6. Beri Penghargaan Pada Diri Sendiri

Di akhir hari, appreciate diri sendiri karena sudah berhasil menyelesaikan berbagai tugas, sebagaimanapun remehnya. Biarkan otak dipenuhi pikiran positif sehingga dophamine serta oksitosin membanjiri diri dan membuat hati lebih bahagia. 

***

Nah begitulah cerita mengenai kebiasaan-kebiasaan saya yang bikin senewen dan usaha saya untuk merubahnya. Doakan ya, semoga berhasil. 

By the way, kalau ada yang merasa kebiasaan-kebiasaannya juga mulai menganggu seperti saya jangan ragu-ragu curhat ke psikolog. Mereka akan sangat membantu daripada curhat sendiri ke teman yang biasanya sama mumetnya dengan kita.

***

Ditulis untuk Tantangan Blogging Mamah Gajah Ngeblog bulan Februari 2025 dengan topik Kebiasaan/Rutinitas.



6 comments:

  1. Kisahnya bikin senyum-senyum ini Teh Restu. Keren loh mau ke psikolog.

    ReplyDelete
    Replies
    1. Bener. Keren teh Restu. Menyadari punya masalah sudah satu proses penyembuhan kan ya katanya!? Apalagi sampe beraksi tuh. Semangaaattt 🔥🤗

      Delete
  2. Restu, koq malah rasa "ngaca" yaaa....
    Aku tuh juga ngerasa sama persis seperti yang kamu tulisin
    Akhirnya bener-bener gak produktif dan semua serba lupa karena dikit-dikit terdistraksi.

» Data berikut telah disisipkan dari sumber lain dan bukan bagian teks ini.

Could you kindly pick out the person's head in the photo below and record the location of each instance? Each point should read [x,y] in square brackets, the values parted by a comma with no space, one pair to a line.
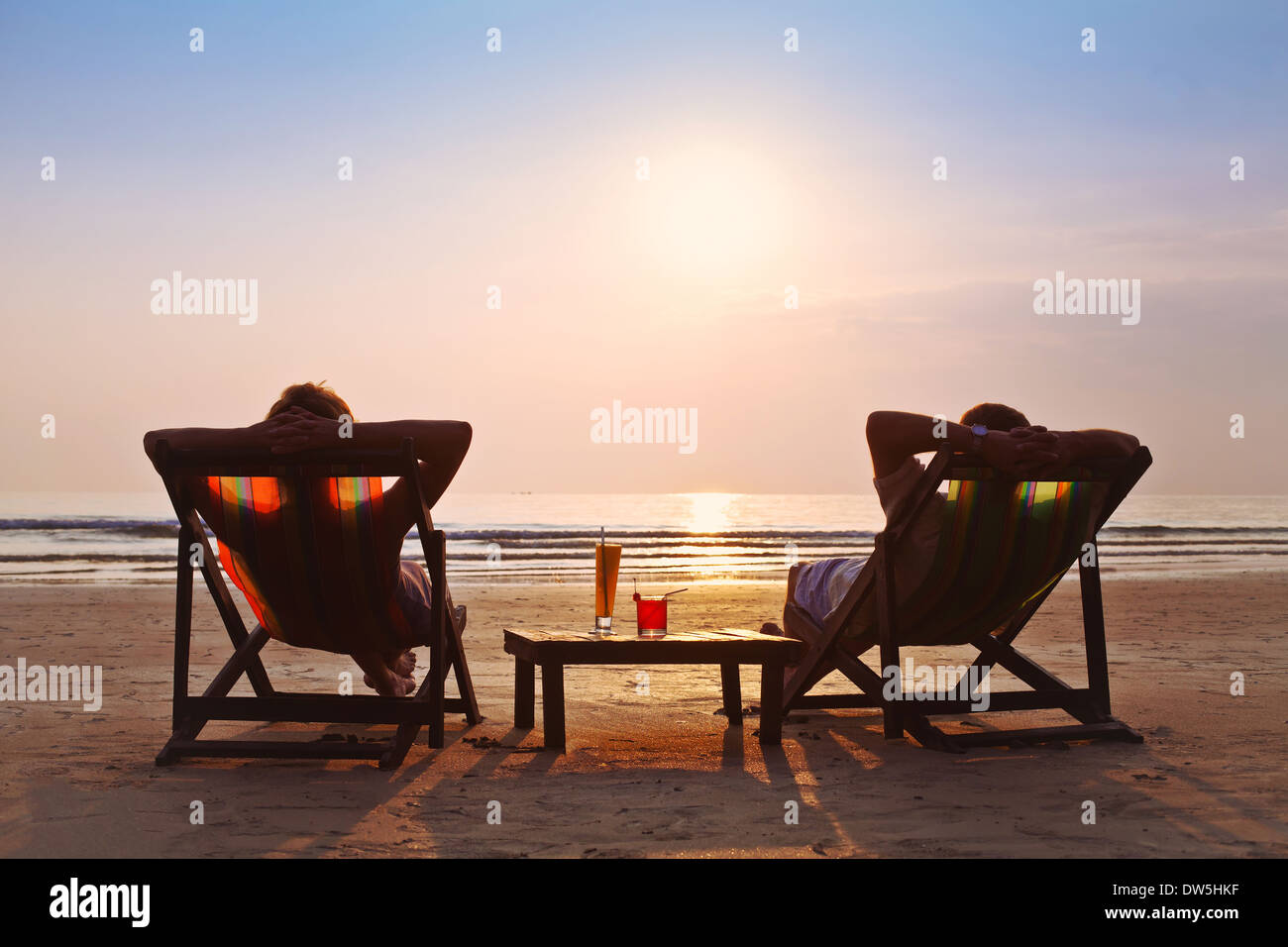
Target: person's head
[995,416]
[317,399]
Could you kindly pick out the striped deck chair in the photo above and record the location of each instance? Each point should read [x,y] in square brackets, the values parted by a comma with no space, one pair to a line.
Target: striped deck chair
[296,535]
[1004,548]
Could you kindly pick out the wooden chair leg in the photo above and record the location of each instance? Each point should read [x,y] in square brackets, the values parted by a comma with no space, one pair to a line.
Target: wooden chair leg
[730,688]
[771,703]
[524,693]
[1094,635]
[552,706]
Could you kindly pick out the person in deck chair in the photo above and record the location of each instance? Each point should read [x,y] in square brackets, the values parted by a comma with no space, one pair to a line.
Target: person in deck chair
[307,416]
[999,434]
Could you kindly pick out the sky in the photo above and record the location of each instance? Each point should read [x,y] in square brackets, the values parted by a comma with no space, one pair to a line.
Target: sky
[768,169]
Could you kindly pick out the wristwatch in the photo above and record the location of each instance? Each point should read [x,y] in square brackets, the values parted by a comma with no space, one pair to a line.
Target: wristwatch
[977,442]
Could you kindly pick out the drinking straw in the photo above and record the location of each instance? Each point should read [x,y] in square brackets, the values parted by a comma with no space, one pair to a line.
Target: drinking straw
[603,565]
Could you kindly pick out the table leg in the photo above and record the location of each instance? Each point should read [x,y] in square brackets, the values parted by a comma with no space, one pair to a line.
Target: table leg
[732,688]
[771,703]
[552,705]
[524,693]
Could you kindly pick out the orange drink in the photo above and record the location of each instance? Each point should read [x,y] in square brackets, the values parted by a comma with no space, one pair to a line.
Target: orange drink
[608,557]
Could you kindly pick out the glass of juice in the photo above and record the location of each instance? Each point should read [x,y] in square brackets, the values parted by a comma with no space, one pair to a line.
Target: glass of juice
[649,616]
[608,557]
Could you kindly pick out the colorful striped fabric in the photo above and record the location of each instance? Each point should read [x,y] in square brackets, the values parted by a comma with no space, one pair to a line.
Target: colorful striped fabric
[304,553]
[1003,544]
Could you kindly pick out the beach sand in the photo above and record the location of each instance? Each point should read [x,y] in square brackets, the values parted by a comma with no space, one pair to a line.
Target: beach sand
[658,774]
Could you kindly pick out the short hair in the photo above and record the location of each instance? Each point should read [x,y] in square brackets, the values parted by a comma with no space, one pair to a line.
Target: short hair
[314,398]
[995,416]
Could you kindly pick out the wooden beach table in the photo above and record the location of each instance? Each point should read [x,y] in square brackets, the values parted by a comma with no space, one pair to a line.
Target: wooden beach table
[725,647]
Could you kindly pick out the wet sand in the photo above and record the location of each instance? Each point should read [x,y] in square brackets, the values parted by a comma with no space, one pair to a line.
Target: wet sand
[656,771]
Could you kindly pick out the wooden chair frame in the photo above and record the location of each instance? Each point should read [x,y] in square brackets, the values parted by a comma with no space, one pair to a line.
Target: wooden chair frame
[191,712]
[828,651]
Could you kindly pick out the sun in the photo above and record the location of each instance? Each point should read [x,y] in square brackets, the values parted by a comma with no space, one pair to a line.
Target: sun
[715,210]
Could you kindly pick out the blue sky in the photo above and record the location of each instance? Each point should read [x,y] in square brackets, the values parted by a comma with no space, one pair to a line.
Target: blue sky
[768,169]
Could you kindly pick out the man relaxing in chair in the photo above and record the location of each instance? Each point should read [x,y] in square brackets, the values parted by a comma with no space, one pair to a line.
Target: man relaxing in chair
[308,416]
[999,434]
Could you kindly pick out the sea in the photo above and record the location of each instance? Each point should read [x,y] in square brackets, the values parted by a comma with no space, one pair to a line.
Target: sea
[668,539]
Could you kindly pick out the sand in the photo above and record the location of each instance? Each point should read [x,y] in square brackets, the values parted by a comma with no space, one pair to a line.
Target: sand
[658,774]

    Ini aku udah berupaya untuk meminimalisir gadget dan social media untuk melatih kembali "sense" disiplinnya (ya...sebenarnya bukan tipe orang yang disiplin juga sih dari dulu, makanya sangat menyesal kan...kan...)

    ReplyDelete
  3. Random bnget. Alhamdulillah, suaminya baik banget. Penuh pengertian.
    Syukurlah sudah mendapat solusi dari psikolog.

    ReplyDelete
  4. Semua pointnya aku banget, teh Restu. Aku kaget psikolognya gak menyebutkan soal ADHD, karena semua detailnya mirip banget dengan karakter orang dengan ADHD. Aku gak pernah ketemu psikolog dan dapat diagnosa resmi sih. Tapi baca buku ini eh kok gue banget: https://www.goodreads.com/book/show/43723475-adhd

    ReplyDelete
  5. Akhirnya ketemu juga tulisan yang paling relatable! Makasih banyak solusinya.